NCI had such a drug that had been previously tried and failed as a chemopreventive agent.  But a researcher made the case that this drug may be effective in T cell lymphomas.


The lady received the drug.  Her response was miraculous, and as Dr. Niederhuber reported, she is cancer free today, several years after she was the first human with cutaneous T cell lymphoma to receive the drug.


Those are the types of moments we lived for when we were young physicians in training at the NCI back in the early 1970’s.  And, those are the moments all of us—physicians, patients and families alike—live for today: the hope that even when there is no hope, there will be a miracle.


Miracles however are just that: miracles.  They are very rare, and don’t happen often.  As an oncologist, I can share with you that these moments are very, very uncommon.


I imagine the real message here is that we must always continue to have hope.  But we also need to work to make today’s miracles tomorrow’s realities.


The federal government, through NCI, is by far the largest supporter of cancer research in this country.  But for the past several years, the funding for NCI has been flat.


In what economists call “real dollars”, based on the impact of inflation and the inexorable rise in basic costs, that means there has actually been a decrease in cancer research funding.


With all of the truly exciting developments in cancer research, and the reality that our investments of the past four decades are leading to incredible and previously undreamed-of results, this is clearly not the time to stop funding this effort.


We talk of miracles, but we must always be investing in and building the infrastructure.  We must never stop providing the resources for our scientists—especially the new investigators with bright, bold new ideas—to continue their research.


The research infrastructure story is clearly not as heart-warming as a good miracle, but our success in treating cancer is going to be more based on incremental step-wise advances rather than sudden miracles.  It is slow, plodding work that will produce the miracles of tomorrow.  If we fail to invest today, we will not have successes in the future.


As Dr.
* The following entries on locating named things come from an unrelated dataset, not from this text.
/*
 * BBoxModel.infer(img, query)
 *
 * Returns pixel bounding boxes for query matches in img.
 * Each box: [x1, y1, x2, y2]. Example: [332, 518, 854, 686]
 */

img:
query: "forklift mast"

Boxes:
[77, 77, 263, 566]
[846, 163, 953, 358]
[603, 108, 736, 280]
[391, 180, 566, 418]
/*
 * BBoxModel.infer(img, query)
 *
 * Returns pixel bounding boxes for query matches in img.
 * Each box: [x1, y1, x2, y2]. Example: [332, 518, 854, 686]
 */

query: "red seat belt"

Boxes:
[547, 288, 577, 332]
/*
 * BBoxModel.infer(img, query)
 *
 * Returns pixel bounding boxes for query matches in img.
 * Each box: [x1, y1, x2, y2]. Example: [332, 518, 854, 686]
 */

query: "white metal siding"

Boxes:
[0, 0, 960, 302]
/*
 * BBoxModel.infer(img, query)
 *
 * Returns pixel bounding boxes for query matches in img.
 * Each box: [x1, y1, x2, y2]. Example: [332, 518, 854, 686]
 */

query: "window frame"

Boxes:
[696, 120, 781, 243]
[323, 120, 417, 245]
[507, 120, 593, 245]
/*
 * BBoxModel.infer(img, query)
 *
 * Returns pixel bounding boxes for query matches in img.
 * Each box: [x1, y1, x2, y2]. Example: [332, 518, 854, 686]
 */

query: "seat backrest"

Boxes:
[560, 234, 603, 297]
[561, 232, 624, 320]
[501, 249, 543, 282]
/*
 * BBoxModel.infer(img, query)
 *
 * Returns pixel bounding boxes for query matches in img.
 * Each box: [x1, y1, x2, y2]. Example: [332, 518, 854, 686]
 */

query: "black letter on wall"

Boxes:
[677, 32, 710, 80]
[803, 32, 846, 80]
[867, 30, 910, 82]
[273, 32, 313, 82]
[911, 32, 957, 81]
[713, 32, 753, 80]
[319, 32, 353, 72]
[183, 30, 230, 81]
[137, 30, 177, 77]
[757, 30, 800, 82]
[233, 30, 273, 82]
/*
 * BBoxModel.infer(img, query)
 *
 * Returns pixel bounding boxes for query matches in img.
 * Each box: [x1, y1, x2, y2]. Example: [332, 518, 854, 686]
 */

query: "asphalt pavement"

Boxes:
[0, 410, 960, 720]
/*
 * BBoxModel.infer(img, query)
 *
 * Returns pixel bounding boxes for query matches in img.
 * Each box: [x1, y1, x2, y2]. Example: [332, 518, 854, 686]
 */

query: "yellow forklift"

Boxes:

Niederhuber pointed out, we need to take our discoveries from the bench to the bedside, and then throughout the country and the world.  We must find the ways to get our discoveries and our miracles into every corner of this country, for every person with cancer who can benefit from them.


To me, that is going to be the true miracle.  And, as Dr. Niederhuber’s story reminds us, we must never give up hope that this miracle will one day come true.